Shooters using thermal imaging equipment killed more than 100 rabbits during two nights at Taihape Cemetery, Garry Reid says.

Reid owns Stratford-based Wild Animal Control which was hired to reduce the number of rabbits, which had been multiplying and burrowing under gravestones at the cemetery.

Shooters got 79 rabbits on the first night, January 17. By the second night most of the adults were gone. The young ones were less wary and could be approached more closely.

"There were little ones bouncing about all over the place," Reid said.

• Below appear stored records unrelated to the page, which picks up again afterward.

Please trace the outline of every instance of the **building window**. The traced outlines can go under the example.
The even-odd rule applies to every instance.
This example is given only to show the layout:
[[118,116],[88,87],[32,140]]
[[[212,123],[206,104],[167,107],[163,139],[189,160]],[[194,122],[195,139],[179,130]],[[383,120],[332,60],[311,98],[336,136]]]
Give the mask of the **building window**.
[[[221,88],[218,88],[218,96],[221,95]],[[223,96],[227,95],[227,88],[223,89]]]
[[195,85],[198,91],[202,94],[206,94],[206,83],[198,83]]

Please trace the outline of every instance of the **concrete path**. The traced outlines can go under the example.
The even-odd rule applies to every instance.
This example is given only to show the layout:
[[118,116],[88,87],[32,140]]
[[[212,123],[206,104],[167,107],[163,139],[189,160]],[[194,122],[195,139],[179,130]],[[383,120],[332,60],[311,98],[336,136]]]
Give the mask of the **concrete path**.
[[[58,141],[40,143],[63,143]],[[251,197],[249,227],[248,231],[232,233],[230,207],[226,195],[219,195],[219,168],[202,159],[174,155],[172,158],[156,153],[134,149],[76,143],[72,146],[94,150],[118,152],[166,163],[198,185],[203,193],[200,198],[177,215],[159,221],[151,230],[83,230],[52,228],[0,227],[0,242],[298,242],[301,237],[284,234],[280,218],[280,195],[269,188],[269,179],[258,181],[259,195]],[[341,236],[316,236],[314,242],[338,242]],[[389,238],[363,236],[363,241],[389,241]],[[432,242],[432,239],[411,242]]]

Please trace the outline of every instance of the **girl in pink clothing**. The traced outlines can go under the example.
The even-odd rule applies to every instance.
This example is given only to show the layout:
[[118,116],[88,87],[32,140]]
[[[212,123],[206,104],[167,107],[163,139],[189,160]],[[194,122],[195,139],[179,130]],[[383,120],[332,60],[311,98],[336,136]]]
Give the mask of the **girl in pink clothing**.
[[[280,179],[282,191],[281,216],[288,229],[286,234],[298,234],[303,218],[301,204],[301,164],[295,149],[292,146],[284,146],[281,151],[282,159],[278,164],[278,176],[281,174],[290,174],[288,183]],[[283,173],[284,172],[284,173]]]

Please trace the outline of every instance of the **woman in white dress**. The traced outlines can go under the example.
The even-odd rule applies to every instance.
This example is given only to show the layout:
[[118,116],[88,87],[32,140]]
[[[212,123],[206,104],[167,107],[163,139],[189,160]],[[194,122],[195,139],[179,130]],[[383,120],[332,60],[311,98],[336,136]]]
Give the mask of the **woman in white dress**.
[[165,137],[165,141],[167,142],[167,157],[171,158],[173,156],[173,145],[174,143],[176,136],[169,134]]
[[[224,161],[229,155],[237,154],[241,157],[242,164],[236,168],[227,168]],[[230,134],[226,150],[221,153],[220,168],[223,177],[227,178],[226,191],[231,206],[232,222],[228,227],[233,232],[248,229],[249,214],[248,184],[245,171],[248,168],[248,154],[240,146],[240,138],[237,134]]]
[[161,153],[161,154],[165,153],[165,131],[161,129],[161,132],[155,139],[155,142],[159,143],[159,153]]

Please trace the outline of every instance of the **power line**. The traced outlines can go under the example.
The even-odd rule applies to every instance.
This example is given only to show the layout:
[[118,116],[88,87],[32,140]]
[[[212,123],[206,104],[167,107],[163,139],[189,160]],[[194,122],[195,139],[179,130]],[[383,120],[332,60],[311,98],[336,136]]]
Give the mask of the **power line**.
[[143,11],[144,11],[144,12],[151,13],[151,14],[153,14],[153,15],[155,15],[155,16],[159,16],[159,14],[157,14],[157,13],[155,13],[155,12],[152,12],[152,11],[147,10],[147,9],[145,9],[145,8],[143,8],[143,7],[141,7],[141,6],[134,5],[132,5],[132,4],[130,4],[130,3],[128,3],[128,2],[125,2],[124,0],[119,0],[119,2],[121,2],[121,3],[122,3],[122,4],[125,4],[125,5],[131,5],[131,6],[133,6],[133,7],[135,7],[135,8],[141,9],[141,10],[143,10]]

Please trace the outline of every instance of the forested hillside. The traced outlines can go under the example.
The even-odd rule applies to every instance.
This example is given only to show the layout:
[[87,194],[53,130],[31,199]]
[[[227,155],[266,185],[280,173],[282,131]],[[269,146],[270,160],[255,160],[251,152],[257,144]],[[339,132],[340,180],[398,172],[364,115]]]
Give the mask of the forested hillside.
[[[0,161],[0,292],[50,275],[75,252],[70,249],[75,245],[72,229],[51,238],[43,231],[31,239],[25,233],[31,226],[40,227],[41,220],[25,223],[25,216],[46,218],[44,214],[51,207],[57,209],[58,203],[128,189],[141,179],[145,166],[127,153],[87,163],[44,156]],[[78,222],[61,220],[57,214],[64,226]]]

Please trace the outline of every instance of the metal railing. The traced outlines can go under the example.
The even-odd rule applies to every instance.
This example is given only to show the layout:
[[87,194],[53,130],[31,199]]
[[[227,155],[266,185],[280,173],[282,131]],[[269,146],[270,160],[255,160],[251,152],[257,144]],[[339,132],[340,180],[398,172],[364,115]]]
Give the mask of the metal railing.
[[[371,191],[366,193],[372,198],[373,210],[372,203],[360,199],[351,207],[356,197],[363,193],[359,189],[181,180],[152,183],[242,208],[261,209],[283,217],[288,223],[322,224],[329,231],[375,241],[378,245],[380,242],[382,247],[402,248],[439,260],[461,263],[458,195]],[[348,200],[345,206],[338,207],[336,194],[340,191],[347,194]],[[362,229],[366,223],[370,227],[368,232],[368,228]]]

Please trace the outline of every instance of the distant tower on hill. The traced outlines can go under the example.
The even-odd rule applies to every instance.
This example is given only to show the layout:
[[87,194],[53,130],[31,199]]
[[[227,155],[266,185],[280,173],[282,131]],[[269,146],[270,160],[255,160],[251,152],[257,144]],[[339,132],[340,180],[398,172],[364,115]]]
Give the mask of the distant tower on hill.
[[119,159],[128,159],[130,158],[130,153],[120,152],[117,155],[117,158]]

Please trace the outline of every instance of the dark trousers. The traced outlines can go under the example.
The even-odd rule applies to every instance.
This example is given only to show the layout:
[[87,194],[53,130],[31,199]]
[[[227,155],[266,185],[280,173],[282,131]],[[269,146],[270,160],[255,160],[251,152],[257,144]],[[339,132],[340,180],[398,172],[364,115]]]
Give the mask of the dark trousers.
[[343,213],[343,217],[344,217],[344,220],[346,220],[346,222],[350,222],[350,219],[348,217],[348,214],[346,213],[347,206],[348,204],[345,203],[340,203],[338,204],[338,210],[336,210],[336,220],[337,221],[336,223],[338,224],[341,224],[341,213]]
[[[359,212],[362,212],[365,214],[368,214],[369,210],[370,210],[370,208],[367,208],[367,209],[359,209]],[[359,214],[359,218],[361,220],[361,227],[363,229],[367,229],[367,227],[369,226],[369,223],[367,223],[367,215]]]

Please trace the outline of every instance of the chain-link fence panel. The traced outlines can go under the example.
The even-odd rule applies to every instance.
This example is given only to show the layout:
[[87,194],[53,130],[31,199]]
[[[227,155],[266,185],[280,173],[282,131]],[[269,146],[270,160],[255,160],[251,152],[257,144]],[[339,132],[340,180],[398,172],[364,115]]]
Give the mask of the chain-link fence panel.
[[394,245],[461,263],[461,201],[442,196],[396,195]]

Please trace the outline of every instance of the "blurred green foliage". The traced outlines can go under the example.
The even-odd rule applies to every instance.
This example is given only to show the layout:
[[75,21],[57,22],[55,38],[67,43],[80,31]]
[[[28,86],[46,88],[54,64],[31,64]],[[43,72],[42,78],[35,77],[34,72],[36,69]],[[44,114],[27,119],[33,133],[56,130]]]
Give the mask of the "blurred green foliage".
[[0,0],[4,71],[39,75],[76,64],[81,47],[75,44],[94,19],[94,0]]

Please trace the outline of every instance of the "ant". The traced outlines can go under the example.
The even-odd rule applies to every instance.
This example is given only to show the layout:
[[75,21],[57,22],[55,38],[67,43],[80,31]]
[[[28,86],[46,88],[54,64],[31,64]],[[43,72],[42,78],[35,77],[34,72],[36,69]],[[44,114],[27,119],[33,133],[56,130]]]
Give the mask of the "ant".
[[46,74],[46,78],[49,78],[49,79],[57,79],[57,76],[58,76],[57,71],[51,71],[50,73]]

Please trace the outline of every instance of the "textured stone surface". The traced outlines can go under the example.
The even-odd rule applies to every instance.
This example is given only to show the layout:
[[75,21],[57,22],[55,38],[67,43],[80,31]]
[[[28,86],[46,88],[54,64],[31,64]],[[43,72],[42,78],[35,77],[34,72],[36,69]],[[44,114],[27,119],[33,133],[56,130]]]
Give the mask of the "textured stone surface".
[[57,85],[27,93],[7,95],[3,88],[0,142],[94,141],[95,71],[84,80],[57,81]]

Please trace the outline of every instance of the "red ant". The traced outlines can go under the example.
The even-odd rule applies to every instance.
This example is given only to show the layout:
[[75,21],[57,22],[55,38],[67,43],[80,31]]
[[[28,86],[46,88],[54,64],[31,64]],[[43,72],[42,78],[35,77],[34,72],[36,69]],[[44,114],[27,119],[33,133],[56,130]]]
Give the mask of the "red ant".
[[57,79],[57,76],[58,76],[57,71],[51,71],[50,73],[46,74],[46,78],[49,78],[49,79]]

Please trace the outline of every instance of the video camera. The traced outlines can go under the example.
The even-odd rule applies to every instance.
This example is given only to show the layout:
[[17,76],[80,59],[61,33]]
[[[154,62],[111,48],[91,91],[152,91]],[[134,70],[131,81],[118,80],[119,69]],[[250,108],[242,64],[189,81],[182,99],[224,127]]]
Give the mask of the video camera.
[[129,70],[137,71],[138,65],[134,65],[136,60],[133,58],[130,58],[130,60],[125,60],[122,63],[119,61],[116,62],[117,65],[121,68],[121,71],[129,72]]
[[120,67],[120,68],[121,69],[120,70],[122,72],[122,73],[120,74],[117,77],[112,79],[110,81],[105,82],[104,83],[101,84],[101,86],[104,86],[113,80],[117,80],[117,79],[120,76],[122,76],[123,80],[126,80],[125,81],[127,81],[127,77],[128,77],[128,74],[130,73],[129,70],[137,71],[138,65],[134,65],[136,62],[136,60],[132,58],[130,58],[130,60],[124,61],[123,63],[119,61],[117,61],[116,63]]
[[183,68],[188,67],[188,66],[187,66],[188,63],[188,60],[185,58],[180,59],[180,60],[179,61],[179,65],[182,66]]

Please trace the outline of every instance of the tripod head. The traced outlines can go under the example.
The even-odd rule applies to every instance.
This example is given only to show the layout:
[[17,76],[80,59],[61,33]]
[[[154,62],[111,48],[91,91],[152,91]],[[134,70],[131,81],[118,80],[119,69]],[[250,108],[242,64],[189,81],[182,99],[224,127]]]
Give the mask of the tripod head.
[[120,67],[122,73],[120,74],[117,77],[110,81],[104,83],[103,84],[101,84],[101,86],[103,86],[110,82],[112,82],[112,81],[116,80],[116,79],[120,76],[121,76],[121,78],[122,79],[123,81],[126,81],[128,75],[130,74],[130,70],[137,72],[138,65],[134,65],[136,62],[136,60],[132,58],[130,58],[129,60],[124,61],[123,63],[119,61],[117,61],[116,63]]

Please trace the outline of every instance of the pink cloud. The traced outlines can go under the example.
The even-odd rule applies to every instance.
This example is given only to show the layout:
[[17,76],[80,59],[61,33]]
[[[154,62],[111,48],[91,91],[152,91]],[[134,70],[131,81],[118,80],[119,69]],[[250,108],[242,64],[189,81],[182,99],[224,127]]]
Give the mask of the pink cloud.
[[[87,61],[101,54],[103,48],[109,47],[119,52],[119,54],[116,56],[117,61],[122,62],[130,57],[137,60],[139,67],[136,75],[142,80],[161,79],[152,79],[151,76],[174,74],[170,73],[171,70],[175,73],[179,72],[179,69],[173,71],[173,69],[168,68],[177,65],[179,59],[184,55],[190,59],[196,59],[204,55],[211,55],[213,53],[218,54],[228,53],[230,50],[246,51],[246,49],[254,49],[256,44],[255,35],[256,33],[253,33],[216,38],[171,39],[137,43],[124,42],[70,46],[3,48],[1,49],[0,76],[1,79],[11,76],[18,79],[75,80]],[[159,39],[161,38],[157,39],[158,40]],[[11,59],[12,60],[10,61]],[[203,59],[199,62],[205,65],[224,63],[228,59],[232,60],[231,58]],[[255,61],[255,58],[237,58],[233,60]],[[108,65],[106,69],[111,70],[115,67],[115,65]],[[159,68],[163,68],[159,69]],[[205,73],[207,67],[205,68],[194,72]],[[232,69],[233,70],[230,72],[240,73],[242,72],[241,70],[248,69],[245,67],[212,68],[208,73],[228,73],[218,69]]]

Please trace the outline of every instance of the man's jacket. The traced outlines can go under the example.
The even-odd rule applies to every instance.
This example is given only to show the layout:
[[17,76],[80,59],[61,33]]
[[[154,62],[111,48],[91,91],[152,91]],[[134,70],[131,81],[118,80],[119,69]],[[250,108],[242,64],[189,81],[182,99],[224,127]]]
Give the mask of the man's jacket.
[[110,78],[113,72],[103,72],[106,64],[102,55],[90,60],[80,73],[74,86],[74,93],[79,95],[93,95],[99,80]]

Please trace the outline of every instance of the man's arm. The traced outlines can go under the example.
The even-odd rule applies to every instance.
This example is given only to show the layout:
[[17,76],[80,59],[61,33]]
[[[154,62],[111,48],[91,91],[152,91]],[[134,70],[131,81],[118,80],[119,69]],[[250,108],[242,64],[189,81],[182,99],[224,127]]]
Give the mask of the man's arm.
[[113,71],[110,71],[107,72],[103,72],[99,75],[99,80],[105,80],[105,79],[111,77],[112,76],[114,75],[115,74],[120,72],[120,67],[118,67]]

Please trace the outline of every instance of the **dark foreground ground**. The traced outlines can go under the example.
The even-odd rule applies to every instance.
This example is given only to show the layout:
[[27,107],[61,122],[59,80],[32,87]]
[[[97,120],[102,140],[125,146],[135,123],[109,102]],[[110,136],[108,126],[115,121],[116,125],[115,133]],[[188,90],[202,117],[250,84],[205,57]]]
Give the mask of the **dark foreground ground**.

The shooters got 36 that night.

They also had fumigation equipment - a gas for use in burrows after the entrances were blocked. They only tested it twice because it was difficult to know which burrows were occupied.

The rabbit cull was a sensitive operation, Reid said, with shooting done near houses, historic gravestones and passing traffic. Neighbours were warned in advance.

Wild Animal Control also had to notify the New Zealand Police communications centre before starting shooting and after finishing each night. The "event" was given a number, and cancelled when shooting finished.

Rabbit numbers are down, but they may need culling again.

The next Rangitīkei job for Wild Animal Control will be to revisit Marton's water reservoir dams, to remove sambar deer before more planting there.

So far four deer have been shot with heavy calibre rifles, and neighbours contacted first. There are more to target, Reid has been told.

Sambar are big heavy animals, and a hazard to road users as well as to native plantings.


"You hear horror stories, about them stopping trains and milk tankers," Reid said.